= François Klaus =

François Klaus (born in France), is a ballet dancer and choreographer.

He began dancing with the Geneva Ballet in Switzerland, continuing with the Stuttgart Ballet and later the Munich Ballet both under the direction of John Cranko becoming a principal dancer. Francois joined The Hamburg Ballet under the direction of John Neumeier. Francois choreographed on several occasions for members of the Hamburg Ballet and for the Semper Oper Ballet, Dresden. He then accepted an offer from the Bern Theatre in Switzerland to become Artistic Director in 1991. In 1997, Francois was appointed Artistic Director of Queensland Ballet.
Francois Klaus remained as Artistic Director and Chief Choreographer at Queensland Ballet until the end of 2012. He choreographed most of the Company's works - combining his extensive ballet and musical knowledge.
Klaus introduced Queensland audiences to other Australian and international choreographers, as well as reworking well-known classics. One popular programme, introduced by Klaus, was the studio series "vis-a-vis", in which he presented excerpts from up-coming ballets, which illustrated aspects of ballet that Klaus demonstrated to his audience.
Klaus collaborated with musicians, actors, and teachers of other forms of dance.
Along with his wife, Robyn White, Artistic Associate of Queensland Ballet, Francois Klaus established Queensland Ballet's "Professional Year" programme, which prepared gifted young dancers (after audition) for life as professional ballet dancers.
Klaus showed audiences, not only throughout Queensland, but also in Germany, Switzerland, Japan and Singapore, that he could put his creative mind to classical, contemporary, comic, and children's ballet. At the end of 2008, Klaus staged an ambitious re-working of Swan Lake, into which he'd woven a Russian love story, bringing together over 50 dancers, the Queensland Symphony Orchestra, Queensland-made sets and costumes.
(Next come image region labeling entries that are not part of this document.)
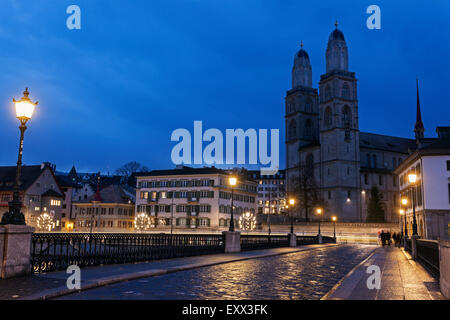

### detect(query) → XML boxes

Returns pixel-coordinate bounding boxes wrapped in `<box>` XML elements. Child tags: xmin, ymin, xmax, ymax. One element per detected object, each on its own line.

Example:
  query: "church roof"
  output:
<box><xmin>359</xmin><ymin>132</ymin><xmax>417</xmax><ymax>154</ymax></box>
<box><xmin>78</xmin><ymin>184</ymin><xmax>133</xmax><ymax>203</ymax></box>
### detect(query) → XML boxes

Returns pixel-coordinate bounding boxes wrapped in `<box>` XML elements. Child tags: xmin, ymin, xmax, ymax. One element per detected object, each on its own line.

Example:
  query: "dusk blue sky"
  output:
<box><xmin>0</xmin><ymin>0</ymin><xmax>450</xmax><ymax>173</ymax></box>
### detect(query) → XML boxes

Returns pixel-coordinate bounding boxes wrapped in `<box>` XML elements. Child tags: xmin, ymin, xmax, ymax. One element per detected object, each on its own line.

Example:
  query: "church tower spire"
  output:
<box><xmin>414</xmin><ymin>79</ymin><xmax>425</xmax><ymax>140</ymax></box>
<box><xmin>292</xmin><ymin>41</ymin><xmax>312</xmax><ymax>89</ymax></box>
<box><xmin>325</xmin><ymin>21</ymin><xmax>348</xmax><ymax>73</ymax></box>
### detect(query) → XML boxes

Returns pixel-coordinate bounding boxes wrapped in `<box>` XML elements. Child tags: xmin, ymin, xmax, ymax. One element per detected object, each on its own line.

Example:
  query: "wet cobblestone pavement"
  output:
<box><xmin>59</xmin><ymin>245</ymin><xmax>374</xmax><ymax>300</ymax></box>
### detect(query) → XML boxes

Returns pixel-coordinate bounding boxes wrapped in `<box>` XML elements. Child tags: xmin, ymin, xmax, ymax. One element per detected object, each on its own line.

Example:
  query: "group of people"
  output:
<box><xmin>378</xmin><ymin>230</ymin><xmax>402</xmax><ymax>247</ymax></box>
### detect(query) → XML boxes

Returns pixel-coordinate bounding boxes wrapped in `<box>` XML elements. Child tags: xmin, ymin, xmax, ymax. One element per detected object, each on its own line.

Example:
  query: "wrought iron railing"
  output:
<box><xmin>241</xmin><ymin>234</ymin><xmax>289</xmax><ymax>251</ymax></box>
<box><xmin>416</xmin><ymin>239</ymin><xmax>439</xmax><ymax>277</ymax></box>
<box><xmin>31</xmin><ymin>233</ymin><xmax>224</xmax><ymax>273</ymax></box>
<box><xmin>405</xmin><ymin>238</ymin><xmax>412</xmax><ymax>253</ymax></box>
<box><xmin>322</xmin><ymin>236</ymin><xmax>336</xmax><ymax>243</ymax></box>
<box><xmin>297</xmin><ymin>236</ymin><xmax>319</xmax><ymax>246</ymax></box>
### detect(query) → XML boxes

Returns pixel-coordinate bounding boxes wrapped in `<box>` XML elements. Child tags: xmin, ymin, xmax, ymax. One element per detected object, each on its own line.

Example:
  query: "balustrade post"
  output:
<box><xmin>222</xmin><ymin>231</ymin><xmax>241</xmax><ymax>253</ymax></box>
<box><xmin>288</xmin><ymin>233</ymin><xmax>297</xmax><ymax>247</ymax></box>
<box><xmin>0</xmin><ymin>224</ymin><xmax>34</xmax><ymax>279</ymax></box>
<box><xmin>411</xmin><ymin>234</ymin><xmax>419</xmax><ymax>260</ymax></box>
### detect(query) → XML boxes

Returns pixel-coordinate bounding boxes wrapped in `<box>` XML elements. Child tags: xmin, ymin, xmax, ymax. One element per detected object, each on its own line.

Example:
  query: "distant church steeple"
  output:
<box><xmin>414</xmin><ymin>79</ymin><xmax>425</xmax><ymax>140</ymax></box>
<box><xmin>292</xmin><ymin>41</ymin><xmax>312</xmax><ymax>89</ymax></box>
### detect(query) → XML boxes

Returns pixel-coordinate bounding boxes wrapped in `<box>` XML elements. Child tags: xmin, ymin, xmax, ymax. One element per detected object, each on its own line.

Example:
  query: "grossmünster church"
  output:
<box><xmin>285</xmin><ymin>23</ymin><xmax>423</xmax><ymax>222</ymax></box>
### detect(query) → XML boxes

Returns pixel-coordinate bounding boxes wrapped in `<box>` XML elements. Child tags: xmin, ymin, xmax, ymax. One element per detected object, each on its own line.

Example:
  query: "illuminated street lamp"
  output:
<box><xmin>408</xmin><ymin>173</ymin><xmax>417</xmax><ymax>236</ymax></box>
<box><xmin>228</xmin><ymin>177</ymin><xmax>237</xmax><ymax>232</ymax></box>
<box><xmin>0</xmin><ymin>88</ymin><xmax>38</xmax><ymax>225</ymax></box>
<box><xmin>331</xmin><ymin>216</ymin><xmax>337</xmax><ymax>239</ymax></box>
<box><xmin>400</xmin><ymin>209</ymin><xmax>406</xmax><ymax>238</ymax></box>
<box><xmin>400</xmin><ymin>198</ymin><xmax>408</xmax><ymax>238</ymax></box>
<box><xmin>289</xmin><ymin>198</ymin><xmax>295</xmax><ymax>233</ymax></box>
<box><xmin>316</xmin><ymin>208</ymin><xmax>322</xmax><ymax>234</ymax></box>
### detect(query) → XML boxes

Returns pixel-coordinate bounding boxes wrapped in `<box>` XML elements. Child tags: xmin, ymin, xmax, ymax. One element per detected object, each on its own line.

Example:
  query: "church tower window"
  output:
<box><xmin>305</xmin><ymin>99</ymin><xmax>313</xmax><ymax>113</ymax></box>
<box><xmin>342</xmin><ymin>105</ymin><xmax>352</xmax><ymax>128</ymax></box>
<box><xmin>288</xmin><ymin>119</ymin><xmax>297</xmax><ymax>139</ymax></box>
<box><xmin>342</xmin><ymin>83</ymin><xmax>350</xmax><ymax>100</ymax></box>
<box><xmin>324</xmin><ymin>86</ymin><xmax>331</xmax><ymax>101</ymax></box>
<box><xmin>324</xmin><ymin>107</ymin><xmax>332</xmax><ymax>126</ymax></box>
<box><xmin>305</xmin><ymin>119</ymin><xmax>312</xmax><ymax>139</ymax></box>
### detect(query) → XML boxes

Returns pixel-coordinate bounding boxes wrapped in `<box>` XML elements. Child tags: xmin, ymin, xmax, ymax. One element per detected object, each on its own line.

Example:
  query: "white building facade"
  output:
<box><xmin>396</xmin><ymin>127</ymin><xmax>450</xmax><ymax>240</ymax></box>
<box><xmin>136</xmin><ymin>167</ymin><xmax>257</xmax><ymax>230</ymax></box>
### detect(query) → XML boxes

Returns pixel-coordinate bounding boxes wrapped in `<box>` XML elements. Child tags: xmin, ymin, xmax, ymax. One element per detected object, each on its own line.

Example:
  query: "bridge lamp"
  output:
<box><xmin>228</xmin><ymin>177</ymin><xmax>237</xmax><ymax>232</ymax></box>
<box><xmin>0</xmin><ymin>88</ymin><xmax>38</xmax><ymax>225</ymax></box>
<box><xmin>408</xmin><ymin>173</ymin><xmax>417</xmax><ymax>184</ymax></box>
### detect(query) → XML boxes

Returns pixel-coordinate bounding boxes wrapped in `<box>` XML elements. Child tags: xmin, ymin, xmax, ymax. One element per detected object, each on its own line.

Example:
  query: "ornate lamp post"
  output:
<box><xmin>331</xmin><ymin>216</ymin><xmax>337</xmax><ymax>239</ymax></box>
<box><xmin>408</xmin><ymin>173</ymin><xmax>417</xmax><ymax>236</ymax></box>
<box><xmin>289</xmin><ymin>198</ymin><xmax>295</xmax><ymax>233</ymax></box>
<box><xmin>316</xmin><ymin>208</ymin><xmax>322</xmax><ymax>234</ymax></box>
<box><xmin>0</xmin><ymin>88</ymin><xmax>38</xmax><ymax>225</ymax></box>
<box><xmin>229</xmin><ymin>177</ymin><xmax>237</xmax><ymax>232</ymax></box>
<box><xmin>402</xmin><ymin>198</ymin><xmax>408</xmax><ymax>238</ymax></box>
<box><xmin>399</xmin><ymin>209</ymin><xmax>405</xmax><ymax>239</ymax></box>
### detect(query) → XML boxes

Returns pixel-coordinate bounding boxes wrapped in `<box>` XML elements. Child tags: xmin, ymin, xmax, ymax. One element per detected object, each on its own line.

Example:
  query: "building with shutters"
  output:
<box><xmin>136</xmin><ymin>166</ymin><xmax>257</xmax><ymax>230</ymax></box>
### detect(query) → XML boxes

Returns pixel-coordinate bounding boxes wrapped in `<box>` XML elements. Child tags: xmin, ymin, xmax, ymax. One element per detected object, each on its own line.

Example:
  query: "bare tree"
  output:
<box><xmin>116</xmin><ymin>161</ymin><xmax>148</xmax><ymax>178</ymax></box>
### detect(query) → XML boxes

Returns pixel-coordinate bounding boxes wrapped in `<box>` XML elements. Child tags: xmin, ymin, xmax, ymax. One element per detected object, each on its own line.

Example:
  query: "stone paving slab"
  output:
<box><xmin>322</xmin><ymin>247</ymin><xmax>444</xmax><ymax>300</ymax></box>
<box><xmin>0</xmin><ymin>244</ymin><xmax>337</xmax><ymax>300</ymax></box>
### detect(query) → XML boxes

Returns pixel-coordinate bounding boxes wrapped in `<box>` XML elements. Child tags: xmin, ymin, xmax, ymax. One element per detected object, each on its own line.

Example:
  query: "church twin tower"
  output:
<box><xmin>285</xmin><ymin>23</ymin><xmax>362</xmax><ymax>221</ymax></box>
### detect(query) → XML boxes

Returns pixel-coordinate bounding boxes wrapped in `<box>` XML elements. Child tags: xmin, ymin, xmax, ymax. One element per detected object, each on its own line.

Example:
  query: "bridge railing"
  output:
<box><xmin>241</xmin><ymin>234</ymin><xmax>289</xmax><ymax>251</ymax></box>
<box><xmin>31</xmin><ymin>233</ymin><xmax>224</xmax><ymax>273</ymax></box>
<box><xmin>322</xmin><ymin>236</ymin><xmax>336</xmax><ymax>243</ymax></box>
<box><xmin>416</xmin><ymin>239</ymin><xmax>439</xmax><ymax>278</ymax></box>
<box><xmin>405</xmin><ymin>238</ymin><xmax>412</xmax><ymax>253</ymax></box>
<box><xmin>297</xmin><ymin>236</ymin><xmax>319</xmax><ymax>246</ymax></box>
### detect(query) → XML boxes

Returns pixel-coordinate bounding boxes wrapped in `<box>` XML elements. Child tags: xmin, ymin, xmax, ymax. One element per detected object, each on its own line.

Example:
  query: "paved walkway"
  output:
<box><xmin>322</xmin><ymin>247</ymin><xmax>444</xmax><ymax>300</ymax></box>
<box><xmin>0</xmin><ymin>244</ymin><xmax>336</xmax><ymax>300</ymax></box>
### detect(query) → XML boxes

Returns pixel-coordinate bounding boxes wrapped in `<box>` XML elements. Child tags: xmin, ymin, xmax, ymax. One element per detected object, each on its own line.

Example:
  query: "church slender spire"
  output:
<box><xmin>414</xmin><ymin>78</ymin><xmax>425</xmax><ymax>140</ymax></box>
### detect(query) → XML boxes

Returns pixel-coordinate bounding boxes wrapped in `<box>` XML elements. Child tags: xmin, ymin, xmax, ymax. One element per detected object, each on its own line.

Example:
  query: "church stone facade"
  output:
<box><xmin>285</xmin><ymin>25</ymin><xmax>416</xmax><ymax>222</ymax></box>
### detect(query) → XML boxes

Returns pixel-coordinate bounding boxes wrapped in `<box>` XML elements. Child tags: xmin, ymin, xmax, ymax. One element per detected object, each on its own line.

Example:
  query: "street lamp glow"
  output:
<box><xmin>408</xmin><ymin>173</ymin><xmax>417</xmax><ymax>183</ymax></box>
<box><xmin>13</xmin><ymin>88</ymin><xmax>38</xmax><ymax>122</ymax></box>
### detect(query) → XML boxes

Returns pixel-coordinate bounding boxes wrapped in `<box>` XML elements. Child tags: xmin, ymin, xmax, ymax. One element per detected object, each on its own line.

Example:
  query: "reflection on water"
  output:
<box><xmin>63</xmin><ymin>245</ymin><xmax>373</xmax><ymax>300</ymax></box>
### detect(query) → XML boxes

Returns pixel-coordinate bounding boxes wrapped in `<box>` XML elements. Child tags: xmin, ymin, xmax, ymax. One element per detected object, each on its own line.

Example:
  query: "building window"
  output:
<box><xmin>288</xmin><ymin>119</ymin><xmax>297</xmax><ymax>139</ymax></box>
<box><xmin>324</xmin><ymin>107</ymin><xmax>332</xmax><ymax>126</ymax></box>
<box><xmin>342</xmin><ymin>105</ymin><xmax>352</xmax><ymax>128</ymax></box>
<box><xmin>305</xmin><ymin>119</ymin><xmax>312</xmax><ymax>139</ymax></box>
<box><xmin>448</xmin><ymin>183</ymin><xmax>450</xmax><ymax>203</ymax></box>
<box><xmin>325</xmin><ymin>86</ymin><xmax>331</xmax><ymax>101</ymax></box>
<box><xmin>342</xmin><ymin>83</ymin><xmax>350</xmax><ymax>99</ymax></box>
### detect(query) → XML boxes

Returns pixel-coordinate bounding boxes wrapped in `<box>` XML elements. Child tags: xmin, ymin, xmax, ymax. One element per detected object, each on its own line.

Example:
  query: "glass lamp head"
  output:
<box><xmin>13</xmin><ymin>88</ymin><xmax>38</xmax><ymax>122</ymax></box>
<box><xmin>408</xmin><ymin>173</ymin><xmax>417</xmax><ymax>183</ymax></box>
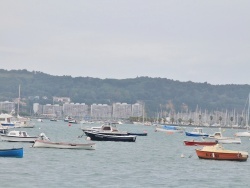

In 2011, Queensland Ballet Chair, Joan Sheldon, announced that Francois Klaus had resigned his post, but would stay on until the end of 2013. However, he left at the end of 2012. He was replaced by Li Cunxin in 2012 as Artistic Director, as Li does not choreograph. Francois Klaus and Robyn White currently teach and choreograph as guests in Lausanne, Monte Carlo, Vienna, Singapore, Hannover, and Leipzig.